Natural Gas shortages, falling wind power output, nuclear power outages, and cold weather have all conspired to give Europe one of its greatest energy crises on record. Despite this, Europe’s energy troubles continue to worsen at every turn.
On Tuesday, European Natural Gas prices reached a new high as a pipeline supplying Russian gas to Germany switched flows to the east, while US ships carrying LNG planned for the European market are diverting to Asia, where prices are even higher.
Westward gas flows through the 2,607-mile-long Yamal-Europe pipeline, one of Russia’s main conduits to Europe, have been steadily declining since Saturday, but have abruptly reversed course, a move the Kremlin claims has no political repercussions. Some western politicians believe Russia is using Natural Gas as a weapon in the political squabble over Ukraine, as well as delays in the approval of another contentious pipeline, Nord Stream 2. Of course, Russia has denied any connection.
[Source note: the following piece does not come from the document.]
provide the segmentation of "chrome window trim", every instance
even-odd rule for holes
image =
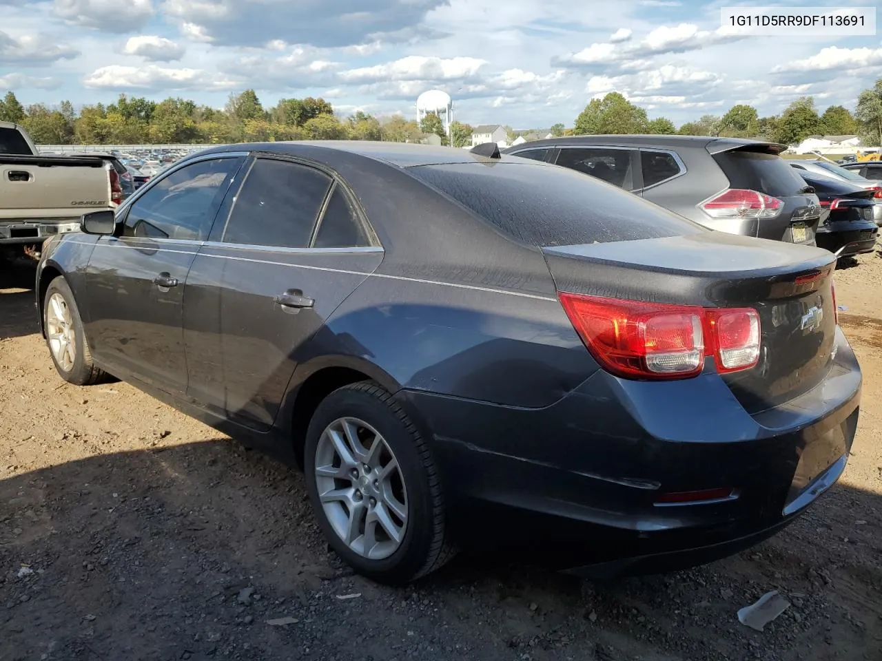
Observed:
[[[673,176],[669,176],[667,179],[662,179],[661,182],[656,182],[655,183],[652,184],[651,186],[644,186],[642,189],[637,189],[634,192],[642,193],[644,190],[649,190],[651,189],[655,188],[656,186],[661,186],[662,183],[668,183],[669,182],[673,182],[675,179],[682,177],[684,175],[685,175],[688,172],[688,170],[686,169],[686,164],[683,162],[683,159],[680,158],[680,154],[678,154],[676,152],[674,152],[673,150],[670,150],[670,149],[655,149],[654,147],[639,147],[638,149],[640,152],[640,179],[641,180],[643,179],[643,152],[657,152],[659,153],[666,153],[666,154],[669,154],[670,156],[673,156],[674,157],[674,160],[676,161],[676,165],[680,168],[680,171],[678,173],[676,173],[676,175],[674,175]]]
The ability of Gazprom to act as a swing provider was put to the test when it dropped output considerably in 2020 and then immediately increased it in 2021. Yet, for one reason, Gazprom has been unable to put any additional spare production capacity online when it is most required. The LNG business in the United States has risen quickly from relative obscurity just five years ago to threaten the giants. Since the Lower 48 states first began exporting LNG in 2016, the United States‘ liquefied Natural Gas (LNG) export capacity has rapidly grown. After Australia and Qatar, the United States became the world’s third-largest LNG exporter in 2020.